For all the differences between these two news outlets, the headlines were remarkably similar. Oxford, Michigan has joined an increasingly long list of communities in the United States scarred by a mass shooting in a local school. Less than eight hours later a second shooting took place in Humboldt, Tennessee following two basketball games at Humboldt High School. One adult was killed, a second medevacked to Memphis where he underwent surgery. Several others received minor injuries.
The responses are predictable: “Top Michigan Senate Republican urges ‘balance’ as Democrats push for change in wake of Oxford school shooting” (https://www.mlive.com/public-interest/2021/12/top-michigan-senate-republican-urges-balance-as-democrats-push-for-change-in-wake-of-oxford-school-shooting.html). The Senate paused for a moment of silence after a speech by Sen. Rosemary Bayer, D-Beverly Hills, who once resided in Oxford and continues to represent the community. A discussion is underway in the White House concerning whether President Biden will visit the grieving families. We can be assured there will be candlelight vigils, more moments of silence and promises of prayers for the victim’s families—and nothing will change.
These two incidents make 29 school shootings on school property (K-12) the USA during 2021. That is down from 2020, when there were “only” 10, probably because many schools were not in session much of the year because of COVID. Both 2019 and 2018 had 24. Two school shootings a month have become the norm in the United States (https://www.edweek.org/leadership/school-shootings-this-year-how-many-and-where/2021/03). The prosecutor in the Michigan case, Karen McDonald, was right when she told reporters we have become “desensitized to school shootings.”
According to news reports, the weapon used in the Michigan incident was a semiautomatic 9mm Sig Sauer SP2022 pistol. The suspect, Ethan Crumbley, is a 15 year-old sophomore who will be tried as an adult. The gun was purchased four days earlier by the young man’s father.
I must confess, I’m not much of an expert on guns, but I have to ask: how does a fifteen year old manage to acquire such a destructive weapon and carry it around without supervision? The young man cannot legally purchase either cigarettes or a beer, yet he somehow is able to smuggle such a powerful weapon onto his school campus. And many Americans are concerned that passing laws to make this behavior more difficult somehow violates their “Second Amendment Rights.”
A Facebook friend of mine posted today that the Second Amendment has become an idolatry.
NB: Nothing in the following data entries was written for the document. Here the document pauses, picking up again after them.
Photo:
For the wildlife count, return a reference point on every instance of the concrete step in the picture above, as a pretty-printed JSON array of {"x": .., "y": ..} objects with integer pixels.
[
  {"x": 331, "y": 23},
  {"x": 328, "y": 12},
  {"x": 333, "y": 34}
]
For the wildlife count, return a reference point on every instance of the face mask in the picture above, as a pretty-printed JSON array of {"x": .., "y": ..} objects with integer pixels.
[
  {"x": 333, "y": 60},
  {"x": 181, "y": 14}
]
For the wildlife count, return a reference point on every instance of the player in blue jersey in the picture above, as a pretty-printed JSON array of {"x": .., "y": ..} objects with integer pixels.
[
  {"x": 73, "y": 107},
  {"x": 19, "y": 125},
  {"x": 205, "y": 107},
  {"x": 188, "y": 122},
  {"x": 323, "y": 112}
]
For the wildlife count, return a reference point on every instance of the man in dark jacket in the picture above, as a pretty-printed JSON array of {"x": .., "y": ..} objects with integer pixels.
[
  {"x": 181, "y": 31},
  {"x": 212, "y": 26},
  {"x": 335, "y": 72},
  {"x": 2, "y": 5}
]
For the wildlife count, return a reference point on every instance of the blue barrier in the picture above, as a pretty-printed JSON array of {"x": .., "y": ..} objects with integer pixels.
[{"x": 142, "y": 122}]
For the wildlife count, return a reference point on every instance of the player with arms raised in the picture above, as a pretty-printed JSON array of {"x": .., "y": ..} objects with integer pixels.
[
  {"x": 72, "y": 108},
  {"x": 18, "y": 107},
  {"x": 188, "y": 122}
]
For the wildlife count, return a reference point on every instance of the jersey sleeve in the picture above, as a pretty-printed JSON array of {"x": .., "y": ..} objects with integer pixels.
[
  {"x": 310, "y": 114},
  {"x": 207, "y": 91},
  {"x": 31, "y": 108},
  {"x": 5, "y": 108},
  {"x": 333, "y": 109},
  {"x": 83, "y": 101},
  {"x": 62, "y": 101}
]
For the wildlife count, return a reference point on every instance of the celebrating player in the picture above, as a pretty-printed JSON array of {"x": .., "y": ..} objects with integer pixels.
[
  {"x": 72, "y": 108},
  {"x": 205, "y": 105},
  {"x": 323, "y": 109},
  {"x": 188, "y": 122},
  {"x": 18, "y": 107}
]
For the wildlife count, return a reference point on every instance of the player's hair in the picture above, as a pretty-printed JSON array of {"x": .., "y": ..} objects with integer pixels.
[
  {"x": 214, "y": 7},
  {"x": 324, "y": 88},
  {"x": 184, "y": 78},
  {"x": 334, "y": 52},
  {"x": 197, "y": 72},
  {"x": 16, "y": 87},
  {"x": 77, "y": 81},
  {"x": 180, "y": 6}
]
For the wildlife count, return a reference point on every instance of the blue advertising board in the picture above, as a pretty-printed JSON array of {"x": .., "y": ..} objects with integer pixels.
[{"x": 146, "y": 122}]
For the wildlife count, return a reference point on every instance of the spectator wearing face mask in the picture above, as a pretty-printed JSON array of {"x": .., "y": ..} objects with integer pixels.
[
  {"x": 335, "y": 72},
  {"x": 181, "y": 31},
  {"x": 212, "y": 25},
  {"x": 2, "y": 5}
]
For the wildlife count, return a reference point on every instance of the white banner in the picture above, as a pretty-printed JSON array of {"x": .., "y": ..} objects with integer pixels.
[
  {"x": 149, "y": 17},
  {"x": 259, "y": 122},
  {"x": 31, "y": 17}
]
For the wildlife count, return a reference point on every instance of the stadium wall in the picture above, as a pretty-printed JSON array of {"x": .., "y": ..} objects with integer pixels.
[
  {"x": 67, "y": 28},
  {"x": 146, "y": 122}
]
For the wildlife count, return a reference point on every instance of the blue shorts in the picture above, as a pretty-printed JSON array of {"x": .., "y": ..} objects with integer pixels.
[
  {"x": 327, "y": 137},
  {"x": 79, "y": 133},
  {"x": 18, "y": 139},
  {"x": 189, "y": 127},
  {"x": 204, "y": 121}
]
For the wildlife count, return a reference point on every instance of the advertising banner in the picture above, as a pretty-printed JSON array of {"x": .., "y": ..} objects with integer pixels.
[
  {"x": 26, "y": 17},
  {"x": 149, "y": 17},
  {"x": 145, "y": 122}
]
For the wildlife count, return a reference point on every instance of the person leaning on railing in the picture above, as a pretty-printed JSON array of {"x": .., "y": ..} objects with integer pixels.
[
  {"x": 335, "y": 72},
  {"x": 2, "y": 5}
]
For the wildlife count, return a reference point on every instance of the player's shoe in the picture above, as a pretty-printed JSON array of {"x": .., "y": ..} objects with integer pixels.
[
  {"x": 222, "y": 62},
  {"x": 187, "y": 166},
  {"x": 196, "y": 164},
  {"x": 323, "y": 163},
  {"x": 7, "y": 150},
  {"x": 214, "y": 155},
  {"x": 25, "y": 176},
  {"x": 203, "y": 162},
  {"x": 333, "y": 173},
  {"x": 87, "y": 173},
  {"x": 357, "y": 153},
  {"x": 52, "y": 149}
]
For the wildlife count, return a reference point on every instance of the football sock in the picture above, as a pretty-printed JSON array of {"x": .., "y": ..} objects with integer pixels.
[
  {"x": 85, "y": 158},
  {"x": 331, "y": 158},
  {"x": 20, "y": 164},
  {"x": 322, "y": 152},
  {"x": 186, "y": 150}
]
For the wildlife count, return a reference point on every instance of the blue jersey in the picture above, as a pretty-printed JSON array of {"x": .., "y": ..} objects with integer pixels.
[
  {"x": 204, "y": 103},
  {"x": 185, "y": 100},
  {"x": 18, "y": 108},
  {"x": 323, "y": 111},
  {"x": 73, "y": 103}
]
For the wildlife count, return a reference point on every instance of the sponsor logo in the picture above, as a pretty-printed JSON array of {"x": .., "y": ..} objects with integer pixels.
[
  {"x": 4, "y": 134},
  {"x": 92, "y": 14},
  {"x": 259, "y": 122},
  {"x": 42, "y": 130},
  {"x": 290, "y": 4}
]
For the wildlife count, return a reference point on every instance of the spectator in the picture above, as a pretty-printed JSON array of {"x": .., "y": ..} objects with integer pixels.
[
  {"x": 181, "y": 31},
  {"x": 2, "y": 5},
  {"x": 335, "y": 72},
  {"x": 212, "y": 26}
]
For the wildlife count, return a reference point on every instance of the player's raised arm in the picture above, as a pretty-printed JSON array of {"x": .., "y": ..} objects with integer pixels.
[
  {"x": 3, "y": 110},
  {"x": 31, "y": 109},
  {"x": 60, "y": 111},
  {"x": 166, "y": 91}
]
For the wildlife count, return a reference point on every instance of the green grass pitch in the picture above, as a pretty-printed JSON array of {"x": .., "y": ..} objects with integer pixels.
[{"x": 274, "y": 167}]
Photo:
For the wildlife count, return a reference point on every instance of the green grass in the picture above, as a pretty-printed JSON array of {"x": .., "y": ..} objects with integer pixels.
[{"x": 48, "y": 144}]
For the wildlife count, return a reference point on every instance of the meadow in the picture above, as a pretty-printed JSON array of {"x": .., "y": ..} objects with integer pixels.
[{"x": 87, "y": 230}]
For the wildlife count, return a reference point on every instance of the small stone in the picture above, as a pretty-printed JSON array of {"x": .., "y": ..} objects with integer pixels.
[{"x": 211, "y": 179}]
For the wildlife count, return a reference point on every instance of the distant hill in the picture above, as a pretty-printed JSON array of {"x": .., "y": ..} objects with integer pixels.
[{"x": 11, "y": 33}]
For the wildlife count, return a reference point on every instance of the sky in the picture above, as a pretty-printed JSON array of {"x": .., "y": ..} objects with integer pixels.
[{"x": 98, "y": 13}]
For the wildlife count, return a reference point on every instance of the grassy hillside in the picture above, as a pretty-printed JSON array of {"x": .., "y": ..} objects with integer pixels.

He then posts the Merriam-Webster definition of the word “idolatry”: (1) the worship of a physical object as a god and (2) immoderate attachment or devotion to something. I think he’s right– guns have become a god in America. Many place their trust in them rather than God for security. Gun owners in many cases are “immoderately” attached or devoted to them. They will do everything in their power to defend their god.
The interesting thing about an idol is that sooner or later it will demand the sacrifice of the worshipper’s children. The worship of both the Canaanite gods Baal and Moloch required the sacrifice of children. Those in the grip of addiction, where a substance (alcohol, drugs) or a behavior (gambling, sex) become a god will eventually sacrifice their children’s well-being to gain a “fix.” Too often we send our young men and women off to wars where they are killed, not in the pursuit of justice as St. Augustine promoted, but to secure natural resources like oil to keep up our materialistic lifestyles.
I find it highly ironic that the very Americans who are most emphatic about the “Right to Life of the Unborn,” which they portray as the slaughter of innocent children, are also the most opposed to reasonable gun control laws to reduce the slaughter of innocent children on the school campuses of our nation.
How many children have to be sacrificed before we end this madness?